|Denoma, Jeanine - OREGON STATE UNIVERSITY|
Submitted to: Acta Horticulturae
Publication Type: Peer Reviewed Journal
Publication Acceptance Date: January 20, 2005
Publication Date: February 20, 2005
Citation: Postman, J.D., Denoma, J., Reed, B.M. 2005. Detection and elimination of viruses in usda hop (humulus lupulus) germplasm collection. Acta Horticulturae. 668:143-148. Interpretive Summary: The United States Department of Agriculture, Agricultural Research Service (ARS) maintains a collection of more than 250 unique hop plants at its gene bank in Corvallis, Oregon. The ARS stores its hop collection as potted plants in insect-proof screenhouses to prevent insects from spreading viruses from plant to plant. Hop plants were tested for 6 common hop viruses using a laboratory test called "ELISA". Nearly all hop plants that came from field collections were found to be virus infected and 63% of infected plants contained 2 or more viruses. A technique called "heat therapy" combined with propagation of tiny shoot tips (less than 1 mm long) was used to produce new virus-free plants. Heat therapy involves growing plants for several weeks at temperatures around 100 degrees Fahrenheit. New plants grown from these heat-treated shoot tips were tested and nearly all were found to be free of viruses. The ARS hop gene bank presently includes 125 varieties that are now free of common hop viruses.

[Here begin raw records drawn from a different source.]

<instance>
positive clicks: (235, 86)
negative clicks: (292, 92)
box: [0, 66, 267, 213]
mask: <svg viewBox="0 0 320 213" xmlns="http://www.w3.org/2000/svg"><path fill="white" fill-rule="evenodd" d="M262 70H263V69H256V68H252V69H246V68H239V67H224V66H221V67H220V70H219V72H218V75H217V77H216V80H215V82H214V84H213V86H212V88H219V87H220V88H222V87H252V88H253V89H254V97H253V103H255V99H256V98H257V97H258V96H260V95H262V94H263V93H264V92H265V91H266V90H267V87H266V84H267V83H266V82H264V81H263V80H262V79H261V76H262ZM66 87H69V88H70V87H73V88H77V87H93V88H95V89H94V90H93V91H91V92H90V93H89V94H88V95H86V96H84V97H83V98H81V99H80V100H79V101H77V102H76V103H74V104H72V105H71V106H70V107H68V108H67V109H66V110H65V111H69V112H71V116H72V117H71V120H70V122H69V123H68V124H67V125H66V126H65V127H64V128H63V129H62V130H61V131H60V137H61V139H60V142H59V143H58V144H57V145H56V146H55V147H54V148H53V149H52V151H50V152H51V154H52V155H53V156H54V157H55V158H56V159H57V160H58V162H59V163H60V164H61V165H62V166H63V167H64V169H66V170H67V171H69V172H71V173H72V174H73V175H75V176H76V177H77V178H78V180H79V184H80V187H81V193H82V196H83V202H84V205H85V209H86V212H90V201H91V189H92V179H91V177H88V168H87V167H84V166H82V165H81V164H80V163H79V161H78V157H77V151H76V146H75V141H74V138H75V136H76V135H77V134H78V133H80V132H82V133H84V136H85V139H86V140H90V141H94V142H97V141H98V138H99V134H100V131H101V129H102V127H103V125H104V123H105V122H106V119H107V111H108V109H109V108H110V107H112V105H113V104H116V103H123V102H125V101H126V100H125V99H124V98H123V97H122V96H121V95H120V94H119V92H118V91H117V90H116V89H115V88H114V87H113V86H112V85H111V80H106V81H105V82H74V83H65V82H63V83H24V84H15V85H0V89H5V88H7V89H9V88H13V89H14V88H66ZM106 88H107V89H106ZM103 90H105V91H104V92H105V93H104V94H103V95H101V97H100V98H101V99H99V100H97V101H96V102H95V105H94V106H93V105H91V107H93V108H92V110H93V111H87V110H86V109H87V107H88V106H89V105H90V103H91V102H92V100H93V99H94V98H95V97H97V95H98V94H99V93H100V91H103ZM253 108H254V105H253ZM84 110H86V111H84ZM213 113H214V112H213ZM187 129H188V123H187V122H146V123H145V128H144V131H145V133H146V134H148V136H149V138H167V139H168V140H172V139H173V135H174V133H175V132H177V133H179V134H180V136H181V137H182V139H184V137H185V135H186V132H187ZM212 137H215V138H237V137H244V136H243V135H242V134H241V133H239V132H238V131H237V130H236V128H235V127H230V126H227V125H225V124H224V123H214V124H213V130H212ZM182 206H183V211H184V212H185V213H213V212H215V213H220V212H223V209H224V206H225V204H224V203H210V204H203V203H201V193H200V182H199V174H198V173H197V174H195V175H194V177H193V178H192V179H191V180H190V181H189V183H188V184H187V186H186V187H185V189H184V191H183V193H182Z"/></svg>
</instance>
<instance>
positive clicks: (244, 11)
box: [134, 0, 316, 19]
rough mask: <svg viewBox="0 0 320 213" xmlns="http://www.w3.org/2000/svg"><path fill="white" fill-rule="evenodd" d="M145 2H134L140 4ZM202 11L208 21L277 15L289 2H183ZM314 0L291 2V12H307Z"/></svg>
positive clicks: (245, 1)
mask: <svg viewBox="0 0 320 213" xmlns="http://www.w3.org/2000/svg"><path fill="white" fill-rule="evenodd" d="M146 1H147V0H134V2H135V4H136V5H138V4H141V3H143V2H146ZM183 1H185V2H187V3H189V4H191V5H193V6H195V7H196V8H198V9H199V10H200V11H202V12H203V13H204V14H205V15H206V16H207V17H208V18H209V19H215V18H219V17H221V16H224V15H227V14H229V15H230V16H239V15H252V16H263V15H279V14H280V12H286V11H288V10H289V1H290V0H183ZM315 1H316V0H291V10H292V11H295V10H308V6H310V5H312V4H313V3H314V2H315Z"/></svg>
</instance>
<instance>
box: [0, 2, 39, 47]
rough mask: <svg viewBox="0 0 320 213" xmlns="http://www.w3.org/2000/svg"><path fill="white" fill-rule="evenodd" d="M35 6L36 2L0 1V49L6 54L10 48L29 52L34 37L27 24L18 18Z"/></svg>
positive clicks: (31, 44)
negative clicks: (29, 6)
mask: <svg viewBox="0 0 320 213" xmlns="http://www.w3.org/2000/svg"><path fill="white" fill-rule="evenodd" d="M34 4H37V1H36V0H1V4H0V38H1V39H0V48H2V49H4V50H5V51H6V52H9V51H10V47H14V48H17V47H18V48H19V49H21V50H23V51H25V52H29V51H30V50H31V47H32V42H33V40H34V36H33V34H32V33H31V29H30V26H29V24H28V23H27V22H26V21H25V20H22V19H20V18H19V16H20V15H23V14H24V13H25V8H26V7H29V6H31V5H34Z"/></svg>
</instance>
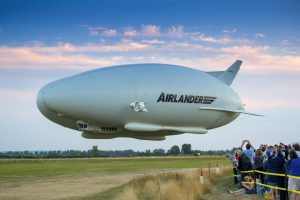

Technical Abstract: The United States Department of Agriculture (USDA), Agricultural Research Service (ARS) maintains a collection of Humulus germplasm at its National Clonal Germplasm Repository (NCGR) in Corvallis, Oregon, for the conservation and improvement of hop genetic resources. About 268 clonal accessions and seedlings are maintained as potted plants in a screen house. A 'core' subset of 84 genotypes is also maintained in vitro under cold storage. Clonal accessions were tested by ELISA for Apple mosaic ilarvirus (ApMV), Arabis mosaic nepovirus (ArMV), Hop latent carlavirus (HpLV), American hop latent carlavirus (AHLV), Hop mosaic carlavirus (HpMV), and Prunus necrotic ringspot ilarvirus (PNRV). Ninety-eight hop clones out of 200 were found to be virus infected. HpMV was the virus most commonly detected (67% of infected plants), followed by HpLV (51%), AHLV (50%), and ApMV (28%). ArMV and PNRV were not detected. More than 60% of infected accessions contained 2 or more viruses, and more than 25% contained 3 or more. Cultivars 'Wye Target', 'Vojvodina', 'Shinsuwase', 'Cascade' and 'USDA 21119' were infected with all 4 viruses. Alternating temperature heat-therapy and apical meristem culture were used to eliminate viruses from infected plants. Infected plants were grown for 2 weeks at temperatures alternating between 38°C and 30°C every 4 hours. Apical meristems 0.5mm or smaller were dissected and grown in vitro until large enough to transfer to soil in the glasshouse. Following a natural dormant period, plants were retested by ELISA. Of 182 plants regenerated from heat treated meristems, none tested positive in subsequent virus assays. Presently, the NCGR maintains 125 unique hop genotypes that have tested negative for all of these hop viruses.